A Agência Nacional de Telecomunicações (Anatel) manteve a decisão de destinar toda a faixa de 6 gigahertz (GHz) para o uso de Wi-Fi. O processo já havia sido aprovado em maio, mas as operadoras haviam entrado com recurso e pediram para que metade da frequência fosse reservada para outros fins.

Em seu voto, o relator, conselheiro Emmanoel Campelo, não acatou o pedido. Ele propôs abertura de consulta pública por 45 dias para discutir as especificações técnicas para o uso da faixa, como potência radiada e densidade espectral. Depois disso, a Anatel poderá homologar os equipamentos para uso do Wi-Fi 6E, como celulares e computadores.

O conselheiro citou estudos da Cisco que mostram que o Wi-Fi será responsável pelo offload de 71% dos dados do 5G em 2023. No Brasil, segundo esse estudo, o número de dispositivos conectados às redes crescerá 50% de 2018 a 2023, para 755 milhões. Em 2023, a empresa estima que o Brasil terá 23,8 milhões de hotspots, um aumento de 500% em relação a 2018.

“Precisamos reconhecer que a pandemia gerou mudanças nos hábitos dos consumidores, com aumento do consumo de conteúdo de streaming como forma alternativa de lazer e a massiva adoção de modelos de teletrabalho e educação à distância.

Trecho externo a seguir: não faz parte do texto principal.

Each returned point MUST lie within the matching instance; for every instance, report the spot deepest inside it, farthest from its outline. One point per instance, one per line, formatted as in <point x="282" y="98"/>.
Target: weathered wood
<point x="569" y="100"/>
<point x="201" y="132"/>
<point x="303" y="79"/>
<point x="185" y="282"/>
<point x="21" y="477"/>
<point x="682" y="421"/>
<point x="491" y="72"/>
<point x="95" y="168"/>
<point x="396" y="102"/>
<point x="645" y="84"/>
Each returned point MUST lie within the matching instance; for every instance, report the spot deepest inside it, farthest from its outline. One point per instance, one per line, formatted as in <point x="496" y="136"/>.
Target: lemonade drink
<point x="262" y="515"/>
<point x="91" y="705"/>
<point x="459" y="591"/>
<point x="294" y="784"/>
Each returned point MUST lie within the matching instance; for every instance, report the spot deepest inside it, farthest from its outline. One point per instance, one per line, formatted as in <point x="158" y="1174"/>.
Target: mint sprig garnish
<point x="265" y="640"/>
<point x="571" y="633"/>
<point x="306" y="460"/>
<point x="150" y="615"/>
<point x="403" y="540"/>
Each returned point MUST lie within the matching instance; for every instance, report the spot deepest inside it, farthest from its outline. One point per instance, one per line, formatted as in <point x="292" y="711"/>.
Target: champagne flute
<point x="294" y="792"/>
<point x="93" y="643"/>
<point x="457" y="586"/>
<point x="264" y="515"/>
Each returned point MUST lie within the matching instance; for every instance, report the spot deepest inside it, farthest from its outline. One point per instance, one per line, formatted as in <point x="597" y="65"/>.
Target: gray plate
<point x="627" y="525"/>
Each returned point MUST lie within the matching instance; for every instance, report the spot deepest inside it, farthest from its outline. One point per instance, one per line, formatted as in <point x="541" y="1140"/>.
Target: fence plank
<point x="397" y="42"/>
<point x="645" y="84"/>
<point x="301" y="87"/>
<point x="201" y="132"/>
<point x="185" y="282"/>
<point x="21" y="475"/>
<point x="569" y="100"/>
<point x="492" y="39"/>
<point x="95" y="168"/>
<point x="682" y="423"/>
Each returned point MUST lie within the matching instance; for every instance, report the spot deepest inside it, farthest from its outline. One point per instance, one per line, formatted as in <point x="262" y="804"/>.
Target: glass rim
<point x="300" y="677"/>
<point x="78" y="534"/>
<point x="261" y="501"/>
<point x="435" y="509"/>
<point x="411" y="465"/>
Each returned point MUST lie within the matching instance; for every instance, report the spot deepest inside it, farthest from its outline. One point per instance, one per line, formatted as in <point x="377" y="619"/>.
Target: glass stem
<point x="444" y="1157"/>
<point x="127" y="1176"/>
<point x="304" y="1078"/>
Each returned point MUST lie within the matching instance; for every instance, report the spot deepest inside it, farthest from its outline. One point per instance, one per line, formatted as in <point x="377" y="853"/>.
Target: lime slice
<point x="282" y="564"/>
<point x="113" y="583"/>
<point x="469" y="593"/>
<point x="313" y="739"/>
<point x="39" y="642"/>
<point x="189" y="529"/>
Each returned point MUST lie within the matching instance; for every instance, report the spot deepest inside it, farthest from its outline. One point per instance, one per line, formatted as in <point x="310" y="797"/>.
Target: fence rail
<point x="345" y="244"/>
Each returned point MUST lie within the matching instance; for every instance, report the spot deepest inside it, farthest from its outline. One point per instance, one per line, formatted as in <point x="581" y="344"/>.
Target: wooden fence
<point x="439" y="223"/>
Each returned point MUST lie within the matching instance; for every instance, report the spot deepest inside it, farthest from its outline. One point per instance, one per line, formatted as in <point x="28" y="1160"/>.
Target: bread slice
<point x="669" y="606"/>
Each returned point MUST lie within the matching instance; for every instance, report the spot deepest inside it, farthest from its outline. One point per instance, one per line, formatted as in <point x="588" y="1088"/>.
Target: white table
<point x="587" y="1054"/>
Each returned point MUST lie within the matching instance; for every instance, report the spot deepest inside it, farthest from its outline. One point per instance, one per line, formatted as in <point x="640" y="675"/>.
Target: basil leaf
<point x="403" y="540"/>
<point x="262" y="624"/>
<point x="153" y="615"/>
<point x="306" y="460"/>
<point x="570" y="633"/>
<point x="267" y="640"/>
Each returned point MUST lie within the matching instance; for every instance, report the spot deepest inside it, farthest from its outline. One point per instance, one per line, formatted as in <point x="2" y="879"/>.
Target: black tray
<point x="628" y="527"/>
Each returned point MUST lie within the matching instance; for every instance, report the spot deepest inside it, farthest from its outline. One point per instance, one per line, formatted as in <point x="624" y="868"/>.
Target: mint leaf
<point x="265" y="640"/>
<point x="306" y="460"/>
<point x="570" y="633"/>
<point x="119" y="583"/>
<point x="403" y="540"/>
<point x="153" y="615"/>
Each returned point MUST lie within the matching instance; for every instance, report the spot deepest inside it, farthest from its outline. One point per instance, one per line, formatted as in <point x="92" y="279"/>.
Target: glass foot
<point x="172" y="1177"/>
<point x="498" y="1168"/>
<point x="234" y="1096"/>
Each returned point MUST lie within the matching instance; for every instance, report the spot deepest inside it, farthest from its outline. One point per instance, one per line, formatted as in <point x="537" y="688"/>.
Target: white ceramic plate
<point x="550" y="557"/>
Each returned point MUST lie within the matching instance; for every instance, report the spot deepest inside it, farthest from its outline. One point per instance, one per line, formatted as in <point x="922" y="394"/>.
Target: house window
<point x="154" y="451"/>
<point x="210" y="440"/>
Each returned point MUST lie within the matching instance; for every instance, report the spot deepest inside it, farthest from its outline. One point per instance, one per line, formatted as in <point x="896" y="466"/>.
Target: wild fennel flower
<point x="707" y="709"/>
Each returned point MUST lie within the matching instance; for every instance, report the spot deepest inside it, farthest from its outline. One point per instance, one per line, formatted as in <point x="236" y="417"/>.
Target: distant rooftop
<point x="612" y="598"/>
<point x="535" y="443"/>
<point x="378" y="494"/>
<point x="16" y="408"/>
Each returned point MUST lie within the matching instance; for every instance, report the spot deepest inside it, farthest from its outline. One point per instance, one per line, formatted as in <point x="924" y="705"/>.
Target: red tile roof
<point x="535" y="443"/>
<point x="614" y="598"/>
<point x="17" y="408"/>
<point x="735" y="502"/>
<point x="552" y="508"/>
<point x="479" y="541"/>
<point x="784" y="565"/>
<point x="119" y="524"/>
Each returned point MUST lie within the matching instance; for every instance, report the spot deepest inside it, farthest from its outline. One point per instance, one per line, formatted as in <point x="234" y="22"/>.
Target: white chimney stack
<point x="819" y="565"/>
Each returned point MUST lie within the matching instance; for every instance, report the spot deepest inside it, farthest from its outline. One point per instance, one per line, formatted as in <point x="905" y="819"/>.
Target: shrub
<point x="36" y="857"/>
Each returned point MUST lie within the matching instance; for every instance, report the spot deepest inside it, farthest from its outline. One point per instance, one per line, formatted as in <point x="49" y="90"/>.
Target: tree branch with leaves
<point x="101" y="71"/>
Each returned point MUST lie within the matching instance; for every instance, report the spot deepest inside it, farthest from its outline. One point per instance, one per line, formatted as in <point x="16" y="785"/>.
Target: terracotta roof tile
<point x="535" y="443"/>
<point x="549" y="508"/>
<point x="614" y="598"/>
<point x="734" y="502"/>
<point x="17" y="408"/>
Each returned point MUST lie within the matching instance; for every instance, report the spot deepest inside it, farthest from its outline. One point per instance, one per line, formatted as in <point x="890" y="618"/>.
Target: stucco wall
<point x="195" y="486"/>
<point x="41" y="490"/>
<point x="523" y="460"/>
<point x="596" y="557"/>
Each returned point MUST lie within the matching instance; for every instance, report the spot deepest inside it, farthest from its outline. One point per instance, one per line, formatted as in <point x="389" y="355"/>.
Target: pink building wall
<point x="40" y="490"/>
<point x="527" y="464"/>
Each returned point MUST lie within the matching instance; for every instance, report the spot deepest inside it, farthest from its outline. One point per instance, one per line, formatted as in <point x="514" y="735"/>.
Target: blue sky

Isso aumentou o tráfego de dados e transferiu parcela das redes móveis para as redes locais sem fio”, disse. “As redes Wi-Fi se mostram cada vez mais essenciais às comunicações no Brasil e no mundo, seja por sua capacidade, custo-benefício e versatilidade”, acrescentou.

O uso da faixa foi alvo de disputa na Anatel. De um lado, estavam as operadoras Claro, TIM e Vivo, que pediam para que metade da faixa fosse reservada para outros fins. De outro, estavam 19 pequenos provedores, fornecedores, empresas de tecnologia, associações e até a Oi, que se uniram através da Coalizão Wi-Fi 6E.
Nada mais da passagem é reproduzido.